BaselAbujamous / clust

Automatic and optimised consensus clustering of one or more heterogeneous datasets
Other
163 stars 36 forks source link

Problems when clustering log-transformed two-colour micro-array data #30

Closed emvcaest closed 5 years ago

emvcaest commented 5 years ago

Hi Basel,

First of all, thanks for building this tool. I have already used this to process several RNASeq, which went effortless.

However, right now I would like to re-process public micro-array data available on GEO (such as https://www.ncbi.nlm.nih.gov/geo/query/acc.cgi?acc=GSE17237). I used the SOFT files formatted files to map the probes to the current gene annotation and reformat it in an expression matrix. ( available here: GSE17237.txt)

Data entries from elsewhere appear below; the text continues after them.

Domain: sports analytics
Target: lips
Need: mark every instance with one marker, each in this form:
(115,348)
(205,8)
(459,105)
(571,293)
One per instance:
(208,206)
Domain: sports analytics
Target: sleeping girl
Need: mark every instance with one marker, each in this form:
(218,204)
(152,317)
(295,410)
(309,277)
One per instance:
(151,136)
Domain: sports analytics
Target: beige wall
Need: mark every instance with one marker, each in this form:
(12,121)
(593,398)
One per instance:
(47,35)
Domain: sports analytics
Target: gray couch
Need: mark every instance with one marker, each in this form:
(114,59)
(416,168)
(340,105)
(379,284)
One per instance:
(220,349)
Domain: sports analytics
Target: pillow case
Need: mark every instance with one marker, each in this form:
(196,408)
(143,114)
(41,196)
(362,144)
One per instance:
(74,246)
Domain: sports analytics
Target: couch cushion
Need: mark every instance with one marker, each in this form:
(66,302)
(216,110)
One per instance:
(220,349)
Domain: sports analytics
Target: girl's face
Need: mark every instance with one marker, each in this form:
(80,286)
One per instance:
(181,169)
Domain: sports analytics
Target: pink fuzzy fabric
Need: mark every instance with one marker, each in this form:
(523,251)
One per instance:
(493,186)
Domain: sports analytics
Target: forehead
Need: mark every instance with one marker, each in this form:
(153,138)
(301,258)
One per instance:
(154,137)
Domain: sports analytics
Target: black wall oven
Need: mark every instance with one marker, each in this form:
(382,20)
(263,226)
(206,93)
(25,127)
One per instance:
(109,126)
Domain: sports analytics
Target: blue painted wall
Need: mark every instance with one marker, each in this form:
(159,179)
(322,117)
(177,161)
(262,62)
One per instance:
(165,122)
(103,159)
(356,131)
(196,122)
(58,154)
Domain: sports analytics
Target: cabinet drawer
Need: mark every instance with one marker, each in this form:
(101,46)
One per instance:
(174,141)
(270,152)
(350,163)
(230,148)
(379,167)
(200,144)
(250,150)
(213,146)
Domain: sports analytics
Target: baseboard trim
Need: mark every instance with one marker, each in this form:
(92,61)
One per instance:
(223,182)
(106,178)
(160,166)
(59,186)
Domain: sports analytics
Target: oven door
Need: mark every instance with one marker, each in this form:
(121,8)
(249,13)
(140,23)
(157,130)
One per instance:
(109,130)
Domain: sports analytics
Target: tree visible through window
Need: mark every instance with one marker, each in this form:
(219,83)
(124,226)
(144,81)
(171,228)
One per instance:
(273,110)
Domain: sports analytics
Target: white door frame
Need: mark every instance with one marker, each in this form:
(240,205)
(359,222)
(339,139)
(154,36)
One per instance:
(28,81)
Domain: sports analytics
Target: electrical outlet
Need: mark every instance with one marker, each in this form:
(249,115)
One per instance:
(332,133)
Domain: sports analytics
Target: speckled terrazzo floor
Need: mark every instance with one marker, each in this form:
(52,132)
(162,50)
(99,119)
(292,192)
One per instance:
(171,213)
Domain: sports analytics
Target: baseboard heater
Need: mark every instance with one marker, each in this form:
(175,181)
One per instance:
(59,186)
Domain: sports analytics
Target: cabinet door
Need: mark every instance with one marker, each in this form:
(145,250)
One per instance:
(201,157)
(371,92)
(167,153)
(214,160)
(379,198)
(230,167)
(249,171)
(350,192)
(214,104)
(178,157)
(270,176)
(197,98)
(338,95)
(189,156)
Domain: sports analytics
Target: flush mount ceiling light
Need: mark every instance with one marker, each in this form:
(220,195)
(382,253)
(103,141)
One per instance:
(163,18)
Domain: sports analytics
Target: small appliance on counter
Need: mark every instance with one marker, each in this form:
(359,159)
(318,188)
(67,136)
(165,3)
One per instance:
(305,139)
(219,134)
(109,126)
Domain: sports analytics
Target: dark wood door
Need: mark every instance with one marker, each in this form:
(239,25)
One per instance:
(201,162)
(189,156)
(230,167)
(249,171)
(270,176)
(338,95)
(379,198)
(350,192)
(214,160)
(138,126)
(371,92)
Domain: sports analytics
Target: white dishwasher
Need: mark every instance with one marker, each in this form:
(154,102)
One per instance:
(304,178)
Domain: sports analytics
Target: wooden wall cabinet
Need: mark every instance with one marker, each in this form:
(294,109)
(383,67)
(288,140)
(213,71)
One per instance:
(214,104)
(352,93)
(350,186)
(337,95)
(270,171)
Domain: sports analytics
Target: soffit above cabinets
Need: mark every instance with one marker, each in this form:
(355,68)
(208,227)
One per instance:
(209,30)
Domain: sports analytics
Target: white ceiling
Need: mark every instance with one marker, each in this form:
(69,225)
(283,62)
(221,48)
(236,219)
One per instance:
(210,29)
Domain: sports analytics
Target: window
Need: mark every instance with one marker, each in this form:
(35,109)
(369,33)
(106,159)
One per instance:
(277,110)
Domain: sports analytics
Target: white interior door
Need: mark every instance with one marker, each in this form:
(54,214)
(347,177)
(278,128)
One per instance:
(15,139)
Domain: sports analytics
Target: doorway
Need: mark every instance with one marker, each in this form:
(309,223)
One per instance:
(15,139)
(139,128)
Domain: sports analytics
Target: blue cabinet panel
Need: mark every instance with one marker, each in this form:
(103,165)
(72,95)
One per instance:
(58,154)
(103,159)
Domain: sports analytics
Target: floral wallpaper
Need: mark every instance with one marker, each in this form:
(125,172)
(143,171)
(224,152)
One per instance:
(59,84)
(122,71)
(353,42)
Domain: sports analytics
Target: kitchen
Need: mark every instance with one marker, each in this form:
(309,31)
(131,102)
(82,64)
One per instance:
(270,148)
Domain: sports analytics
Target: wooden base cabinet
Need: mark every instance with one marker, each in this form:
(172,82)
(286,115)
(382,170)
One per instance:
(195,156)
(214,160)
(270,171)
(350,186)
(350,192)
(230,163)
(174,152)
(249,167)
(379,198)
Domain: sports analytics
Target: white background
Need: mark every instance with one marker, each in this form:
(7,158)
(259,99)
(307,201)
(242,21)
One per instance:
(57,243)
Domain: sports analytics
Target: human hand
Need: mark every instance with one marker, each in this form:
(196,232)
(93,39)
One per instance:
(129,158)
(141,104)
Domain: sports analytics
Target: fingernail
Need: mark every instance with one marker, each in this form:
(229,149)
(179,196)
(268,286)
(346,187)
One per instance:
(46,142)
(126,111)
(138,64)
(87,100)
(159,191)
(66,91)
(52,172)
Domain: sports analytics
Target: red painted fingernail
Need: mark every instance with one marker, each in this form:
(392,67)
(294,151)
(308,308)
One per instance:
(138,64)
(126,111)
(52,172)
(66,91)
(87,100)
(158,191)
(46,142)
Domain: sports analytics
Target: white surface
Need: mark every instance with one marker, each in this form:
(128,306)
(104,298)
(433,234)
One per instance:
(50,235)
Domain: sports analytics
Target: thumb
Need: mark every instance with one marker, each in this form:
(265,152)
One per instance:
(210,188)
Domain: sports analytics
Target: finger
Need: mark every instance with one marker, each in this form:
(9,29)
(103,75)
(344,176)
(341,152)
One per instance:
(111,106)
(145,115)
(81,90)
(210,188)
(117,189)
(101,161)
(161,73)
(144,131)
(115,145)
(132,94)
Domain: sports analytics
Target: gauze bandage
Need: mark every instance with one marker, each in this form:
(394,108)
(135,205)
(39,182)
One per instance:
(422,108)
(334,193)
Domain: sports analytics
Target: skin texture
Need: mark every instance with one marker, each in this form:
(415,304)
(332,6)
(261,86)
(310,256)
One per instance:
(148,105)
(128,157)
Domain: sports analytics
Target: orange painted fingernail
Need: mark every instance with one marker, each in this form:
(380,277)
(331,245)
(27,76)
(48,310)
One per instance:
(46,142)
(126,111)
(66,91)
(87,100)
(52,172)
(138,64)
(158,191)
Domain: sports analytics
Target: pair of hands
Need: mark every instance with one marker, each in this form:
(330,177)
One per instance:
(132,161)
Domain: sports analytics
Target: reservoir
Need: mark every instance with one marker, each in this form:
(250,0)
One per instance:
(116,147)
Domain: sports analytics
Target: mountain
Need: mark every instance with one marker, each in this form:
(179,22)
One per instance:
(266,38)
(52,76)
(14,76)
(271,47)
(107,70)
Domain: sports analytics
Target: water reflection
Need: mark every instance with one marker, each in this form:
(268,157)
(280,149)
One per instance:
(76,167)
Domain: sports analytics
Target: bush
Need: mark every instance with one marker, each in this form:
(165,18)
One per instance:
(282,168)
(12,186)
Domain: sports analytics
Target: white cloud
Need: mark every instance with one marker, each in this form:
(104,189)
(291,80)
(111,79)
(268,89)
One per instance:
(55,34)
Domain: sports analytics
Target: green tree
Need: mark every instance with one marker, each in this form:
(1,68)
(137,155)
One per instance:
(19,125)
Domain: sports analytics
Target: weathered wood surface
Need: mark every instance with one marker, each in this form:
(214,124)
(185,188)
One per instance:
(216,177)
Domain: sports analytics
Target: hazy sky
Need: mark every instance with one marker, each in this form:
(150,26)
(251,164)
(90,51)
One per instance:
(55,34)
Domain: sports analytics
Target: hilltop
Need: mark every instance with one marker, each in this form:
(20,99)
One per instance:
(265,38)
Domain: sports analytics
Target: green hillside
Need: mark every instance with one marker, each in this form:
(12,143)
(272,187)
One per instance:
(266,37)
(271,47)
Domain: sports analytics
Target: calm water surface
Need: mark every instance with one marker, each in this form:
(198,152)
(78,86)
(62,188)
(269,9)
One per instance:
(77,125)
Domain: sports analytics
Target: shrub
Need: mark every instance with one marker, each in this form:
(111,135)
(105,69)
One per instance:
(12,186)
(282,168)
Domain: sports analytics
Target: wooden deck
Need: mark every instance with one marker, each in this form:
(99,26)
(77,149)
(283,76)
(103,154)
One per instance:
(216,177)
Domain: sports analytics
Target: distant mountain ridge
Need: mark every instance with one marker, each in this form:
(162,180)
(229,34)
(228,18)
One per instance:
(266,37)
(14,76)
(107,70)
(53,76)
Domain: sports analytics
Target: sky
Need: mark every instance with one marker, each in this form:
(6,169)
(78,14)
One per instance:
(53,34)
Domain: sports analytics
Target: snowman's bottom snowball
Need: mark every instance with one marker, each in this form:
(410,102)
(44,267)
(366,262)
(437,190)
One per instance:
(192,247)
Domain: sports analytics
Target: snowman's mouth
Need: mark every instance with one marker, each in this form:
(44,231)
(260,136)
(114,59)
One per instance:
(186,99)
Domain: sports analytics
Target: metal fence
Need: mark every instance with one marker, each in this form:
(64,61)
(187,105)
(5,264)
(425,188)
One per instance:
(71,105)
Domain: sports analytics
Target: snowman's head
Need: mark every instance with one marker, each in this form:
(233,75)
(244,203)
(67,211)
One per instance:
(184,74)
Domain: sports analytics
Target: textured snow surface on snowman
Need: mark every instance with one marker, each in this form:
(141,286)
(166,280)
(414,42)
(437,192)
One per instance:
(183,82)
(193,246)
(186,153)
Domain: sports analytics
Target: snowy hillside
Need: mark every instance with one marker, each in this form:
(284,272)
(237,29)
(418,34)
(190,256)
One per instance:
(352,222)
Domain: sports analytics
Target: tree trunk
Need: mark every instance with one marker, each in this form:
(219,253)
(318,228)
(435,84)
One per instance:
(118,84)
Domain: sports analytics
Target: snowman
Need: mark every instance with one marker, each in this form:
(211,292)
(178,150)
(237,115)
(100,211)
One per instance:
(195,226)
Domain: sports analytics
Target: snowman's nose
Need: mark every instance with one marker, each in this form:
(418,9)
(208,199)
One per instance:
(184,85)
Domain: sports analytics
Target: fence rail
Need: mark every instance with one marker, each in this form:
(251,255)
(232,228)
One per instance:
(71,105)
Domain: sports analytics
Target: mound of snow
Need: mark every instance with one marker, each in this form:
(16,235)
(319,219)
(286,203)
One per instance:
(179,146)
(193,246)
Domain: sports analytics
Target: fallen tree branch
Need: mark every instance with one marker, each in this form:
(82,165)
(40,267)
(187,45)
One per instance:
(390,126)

For this example, the expression values represent accordign to the SOFT file: Data were analyzed using the limma package and the R statistical data analysis program (R 2.7.1). Due to some spread in M-values data was scale normalized between arrays at each timepoint. Values in matrix table are given as log2 ratios (test/reference)

When I run clust using the normalisation option -n 6, or -n 0, I get the following error: /==================================================================\ | Clust | | (Optimised consensus clustering of multiple heterogenous datasets) | | Python package version 1.8.12 (2018) Basel Abu-Jamous | +---------------------------------------------------------------------------+ | Analysis started at: Thursday 07 February 2019 (17:38:45) | | 1. Reading dataset(s) | | 2. Data pre-processing | Traceback (most recent call last): File "/software/shared/apps/x86_64/clust/1.8.12/bin/clust", line 10, in sys.exit(main()) File "/shared/clssoft/apps/x86_64/clust/1.8.12/lib/python2.7/site-packages/clust/main.py", line 98, in main args.cs, args.np, args.optimisation, args.q3s, args.basemethods, args.deterministic) File "/shared/clssoft/apps/x86_64/clust/1.8.12/lib/python2.7/site-packages/clust/clustpipeline.py", line 97, in clustpipeline OGsIncludedIfAtLeastInDatasets=OGsIncludedIfAtLeastInDatasets) File "/shared/clssoft/apps/x86_64/clust/1.8.12/lib/python2.7/site-packages/clust/scripts/preprocess_data.py", line 465, in calculateGDMandUpdateDatasets Xnew[l][ogi] = np.log2(np.sum(np.power(2.0, Xloc[l][np.in1d(OGsDatasets[l], og)]), axis=0)) AttributeError: 'float' object has no attribute 'log2'

Could it be, there is an problem when the input data is already log-transformed?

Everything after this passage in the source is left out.